Antigenic alteration of 2017-2018 season influenza B vaccine by egg-culture adaption

Abstract

Influenza B Viruses (IBV) have caused an increasing number of cases over the last 15 years. The focus of this study was to assess the role of egg adapted mutants in IBV vaccines on the reactivity of serum from vaccinated or IBV infected individuals. We focused on the 2017-2018 IBV season as this was a significant influenza year with reported low vaccine effectiveness by the CDC. Patient samples were obtained from Johns Hopkins Adult Emergency Room for virus isolation and antigenic characterization. Antigenic characterization was evaluated using neutralizing antibody assays. Viral characterization was carried out using viral genome sequencing and structural modeling, MDCK-SIAT1 growth curves, MDCK Plaque assays and human primary nasal epithelial cell (hNEC) growth curves. In our analysis, we found that in the vaccine strains of both IBV lineages, there was an amino acid change at position 197 (B/Brisbane HA Numbering) that leads to a loss of glycosylation.
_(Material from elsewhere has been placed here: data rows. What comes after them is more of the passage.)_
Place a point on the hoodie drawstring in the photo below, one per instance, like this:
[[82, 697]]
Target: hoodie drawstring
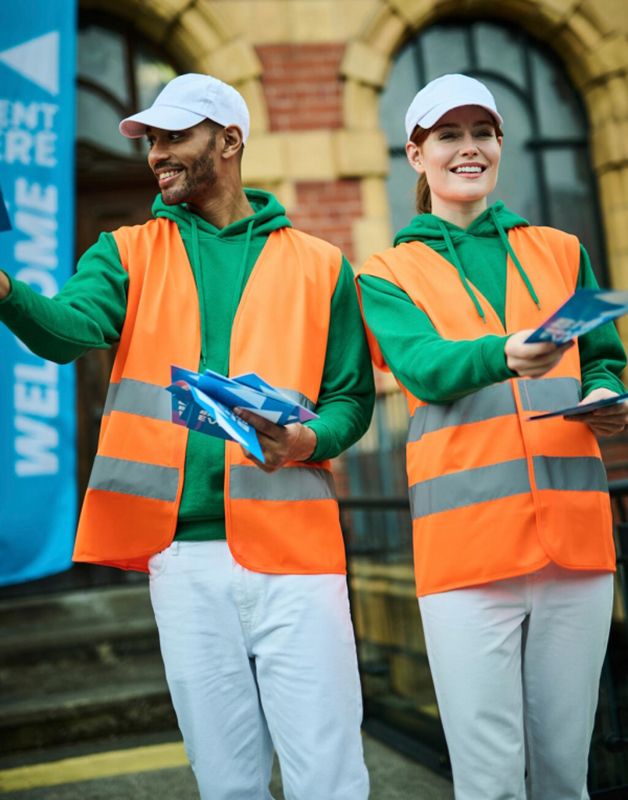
[[456, 262], [196, 259], [504, 239]]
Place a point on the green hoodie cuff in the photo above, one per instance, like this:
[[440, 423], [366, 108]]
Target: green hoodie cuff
[[324, 439], [7, 297], [494, 359]]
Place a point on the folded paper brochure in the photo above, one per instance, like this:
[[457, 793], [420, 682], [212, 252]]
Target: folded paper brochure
[[205, 401], [581, 313]]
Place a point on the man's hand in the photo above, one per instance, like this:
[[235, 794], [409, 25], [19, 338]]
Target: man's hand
[[5, 285], [603, 421], [294, 442], [535, 359]]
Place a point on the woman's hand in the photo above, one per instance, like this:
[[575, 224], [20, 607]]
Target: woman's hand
[[535, 359], [294, 442], [607, 421]]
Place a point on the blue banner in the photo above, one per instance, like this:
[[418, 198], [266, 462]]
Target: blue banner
[[37, 402]]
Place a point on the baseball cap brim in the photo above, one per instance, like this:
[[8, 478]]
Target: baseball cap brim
[[434, 114], [169, 118]]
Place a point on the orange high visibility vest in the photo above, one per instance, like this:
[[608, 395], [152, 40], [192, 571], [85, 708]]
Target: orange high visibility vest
[[284, 522], [493, 495]]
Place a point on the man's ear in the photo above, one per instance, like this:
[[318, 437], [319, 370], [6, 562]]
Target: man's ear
[[232, 141]]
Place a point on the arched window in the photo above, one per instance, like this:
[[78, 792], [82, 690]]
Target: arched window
[[118, 74], [545, 174]]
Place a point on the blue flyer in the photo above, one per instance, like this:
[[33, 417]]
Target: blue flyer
[[585, 310], [587, 408], [205, 401], [5, 222]]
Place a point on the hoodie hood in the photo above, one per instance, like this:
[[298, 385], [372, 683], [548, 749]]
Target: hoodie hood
[[449, 239], [269, 215], [429, 229]]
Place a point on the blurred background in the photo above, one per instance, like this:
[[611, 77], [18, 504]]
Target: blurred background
[[327, 83]]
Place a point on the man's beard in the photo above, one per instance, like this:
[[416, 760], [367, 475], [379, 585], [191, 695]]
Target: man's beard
[[198, 182]]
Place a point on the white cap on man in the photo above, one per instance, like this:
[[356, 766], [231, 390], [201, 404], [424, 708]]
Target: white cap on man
[[187, 100], [445, 93]]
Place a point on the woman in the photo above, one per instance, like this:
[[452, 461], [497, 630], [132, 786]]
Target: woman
[[513, 543]]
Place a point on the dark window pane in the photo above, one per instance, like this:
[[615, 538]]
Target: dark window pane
[[558, 111], [97, 122], [444, 50], [489, 40], [101, 60], [517, 185], [570, 204], [151, 75]]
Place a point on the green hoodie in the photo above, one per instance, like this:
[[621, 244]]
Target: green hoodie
[[90, 309], [440, 370]]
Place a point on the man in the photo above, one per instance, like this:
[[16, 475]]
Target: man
[[246, 560]]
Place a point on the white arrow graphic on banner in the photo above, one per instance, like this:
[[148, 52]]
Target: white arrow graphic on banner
[[37, 60]]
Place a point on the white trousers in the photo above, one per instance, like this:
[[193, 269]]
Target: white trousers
[[254, 660], [516, 666]]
Our antigenic evaluation shows that there is a significant difference in neutralizing antibody titers between the egg adapted vaccine for the B/Yamagata lineage compared to representative clinical isolates from that season and the cell cultured vaccine. We propose that this loss of a glycosylation site is an important site for propagation in the allantois and that this common site change may play a role in antigenic recognition and therefore immune protection from circulating viruses. Screening egg cultured vaccine viruses for egg adapted mutants, further transitioning vaccine production to mammalian culture models (MDCK) or investigating new models of influenza vaccination may be necessary to improve efficacy of the seasonal influenza vaccine for protection from IBV.